We can then check which state are most popular for immigration requests in the USA:
%sql SELECT STATE, COUNT(*) AS petitions FROM hb1 GROUP BY STATE ORDER BY petitions DESC
The result is our first insight:
California being on top isn’t surprising. Texas being second is a little more interesting, although since it is followed by New York & New Jersey, it is questionable if those two aren’t both related to New York City’s attraction power, so together they would be 2nd.
If we breakdown by city, a different immigration portrait appears:
%sql SELECT CITY, STATE, COUNT(*) AS petitions FROM hb1 GROUP BY CITY, STATE ORDER BY petitions DESC
Indeed, New York takes the lion share and Houston comes 2nd. Atlanta comes 4th while the state of Georgia was 9th.
This is a great example of drill down to better understand the data.

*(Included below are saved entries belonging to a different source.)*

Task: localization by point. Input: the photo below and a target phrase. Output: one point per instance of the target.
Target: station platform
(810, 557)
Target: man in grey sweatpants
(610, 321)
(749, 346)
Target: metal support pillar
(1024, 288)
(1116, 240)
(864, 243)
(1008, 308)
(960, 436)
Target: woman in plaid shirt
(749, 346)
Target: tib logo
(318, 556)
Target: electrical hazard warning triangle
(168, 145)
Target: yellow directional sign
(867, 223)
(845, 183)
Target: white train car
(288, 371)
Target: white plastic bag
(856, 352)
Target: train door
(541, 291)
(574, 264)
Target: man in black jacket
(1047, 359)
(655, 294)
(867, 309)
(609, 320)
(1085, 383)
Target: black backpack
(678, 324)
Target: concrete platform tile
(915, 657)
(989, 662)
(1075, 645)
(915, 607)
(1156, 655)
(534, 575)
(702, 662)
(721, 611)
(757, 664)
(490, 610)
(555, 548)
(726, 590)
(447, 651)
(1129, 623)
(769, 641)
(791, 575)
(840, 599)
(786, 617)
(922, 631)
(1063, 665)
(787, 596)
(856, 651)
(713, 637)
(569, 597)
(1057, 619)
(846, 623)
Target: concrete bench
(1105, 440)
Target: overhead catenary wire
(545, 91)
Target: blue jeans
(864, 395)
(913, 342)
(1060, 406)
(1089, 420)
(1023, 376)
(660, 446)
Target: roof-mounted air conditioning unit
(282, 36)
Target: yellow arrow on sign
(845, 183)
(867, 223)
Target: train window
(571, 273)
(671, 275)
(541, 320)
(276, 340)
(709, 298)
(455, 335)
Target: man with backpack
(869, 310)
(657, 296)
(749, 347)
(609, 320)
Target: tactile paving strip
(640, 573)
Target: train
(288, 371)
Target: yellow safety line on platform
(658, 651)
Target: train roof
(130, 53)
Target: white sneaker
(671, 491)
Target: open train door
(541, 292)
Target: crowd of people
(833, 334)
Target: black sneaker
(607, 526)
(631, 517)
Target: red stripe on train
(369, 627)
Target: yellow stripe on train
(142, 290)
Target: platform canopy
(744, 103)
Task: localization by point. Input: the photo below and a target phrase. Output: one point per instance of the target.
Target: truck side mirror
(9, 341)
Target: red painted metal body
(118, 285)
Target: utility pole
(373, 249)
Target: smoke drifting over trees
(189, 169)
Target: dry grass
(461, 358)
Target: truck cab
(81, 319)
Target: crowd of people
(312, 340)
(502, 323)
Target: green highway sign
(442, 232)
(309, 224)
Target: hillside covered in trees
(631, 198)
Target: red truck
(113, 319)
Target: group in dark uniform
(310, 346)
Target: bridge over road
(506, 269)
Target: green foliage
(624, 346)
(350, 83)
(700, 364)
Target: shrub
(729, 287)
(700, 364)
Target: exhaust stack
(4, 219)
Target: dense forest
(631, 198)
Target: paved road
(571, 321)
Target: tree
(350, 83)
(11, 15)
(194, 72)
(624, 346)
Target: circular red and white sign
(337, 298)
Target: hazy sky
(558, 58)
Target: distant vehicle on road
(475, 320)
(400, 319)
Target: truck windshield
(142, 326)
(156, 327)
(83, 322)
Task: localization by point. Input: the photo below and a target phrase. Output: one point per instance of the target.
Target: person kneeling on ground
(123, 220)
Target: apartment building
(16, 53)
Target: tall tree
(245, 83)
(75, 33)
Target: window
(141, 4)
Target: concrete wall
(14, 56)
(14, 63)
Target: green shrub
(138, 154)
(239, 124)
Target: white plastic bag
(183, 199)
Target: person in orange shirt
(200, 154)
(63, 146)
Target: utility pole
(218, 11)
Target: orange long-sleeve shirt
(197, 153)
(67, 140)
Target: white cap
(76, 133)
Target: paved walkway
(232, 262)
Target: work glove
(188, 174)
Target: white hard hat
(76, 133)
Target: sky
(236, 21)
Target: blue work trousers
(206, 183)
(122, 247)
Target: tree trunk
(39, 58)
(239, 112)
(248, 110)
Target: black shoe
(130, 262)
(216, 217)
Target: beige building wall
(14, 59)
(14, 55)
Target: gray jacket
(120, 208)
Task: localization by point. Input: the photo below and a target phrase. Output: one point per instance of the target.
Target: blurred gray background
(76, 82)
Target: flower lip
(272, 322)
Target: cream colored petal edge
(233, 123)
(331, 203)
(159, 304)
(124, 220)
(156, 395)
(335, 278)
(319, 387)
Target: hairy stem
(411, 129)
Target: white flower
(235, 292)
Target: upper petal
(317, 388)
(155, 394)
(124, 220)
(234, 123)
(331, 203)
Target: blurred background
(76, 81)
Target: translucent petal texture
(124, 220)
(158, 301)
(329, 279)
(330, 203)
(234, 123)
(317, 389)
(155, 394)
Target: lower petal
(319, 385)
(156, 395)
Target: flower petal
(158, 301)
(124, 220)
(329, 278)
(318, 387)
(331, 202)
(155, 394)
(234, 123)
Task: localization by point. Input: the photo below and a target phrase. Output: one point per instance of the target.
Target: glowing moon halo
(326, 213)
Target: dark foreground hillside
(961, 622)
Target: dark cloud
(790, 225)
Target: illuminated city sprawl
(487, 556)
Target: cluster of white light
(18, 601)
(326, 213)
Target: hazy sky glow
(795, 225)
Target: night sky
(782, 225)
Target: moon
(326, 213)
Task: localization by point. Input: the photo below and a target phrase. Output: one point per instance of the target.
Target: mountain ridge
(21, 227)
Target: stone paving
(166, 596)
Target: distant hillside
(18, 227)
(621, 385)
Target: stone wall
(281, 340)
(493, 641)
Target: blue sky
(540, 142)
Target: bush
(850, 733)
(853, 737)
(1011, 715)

We could have a look at the distribution of the case status:
%sql SELECT CASE_STATUS, COUNT(*) AS petitions FROM hb1 GROUP BY CASE_STATUS ORDER BY petitions DESC
A surprisingly low level of rejection.
Let’s look at the employers sponsoring those visas.
%sql SELECT EMPLOYER_NAME, COUNT(*) as count FROM hb1 GROUP BY EMPLOYER_NAME ORDER BY count DESC LIMIT 20
We see that the top of employers is dominated by the IT industry.
Looking at the job title of applicants corroborates the dominance of the IT industry:
%sql SELECT JOB_TITLE, COUNT(*) AS count FROM hb1 GROUP BY JOB_TITLE ORDER BY count DESC LIMIT 20
We could query further to understand how the IT industry structure this data set.
Those were just a few queries using aggregations. Since the underlying data frame is cached, they run very fast: in a few seconds.
We wanted to show how to first load a CSV data set to then pre process it a little to change some of its characteristics.
Here we “normalized” a field, i.e. we split the state from city in two columns. We renamed the id-field. Finally, we re-interpreted the full time position field into a boolean.
In our case we do this with only one file, but we could just as easily have done it on multiple files.
We chose to do those modifications using the RDD interface. We could have done it using the data frame interface or even in SQL. We found it more natural to do it in the RDD.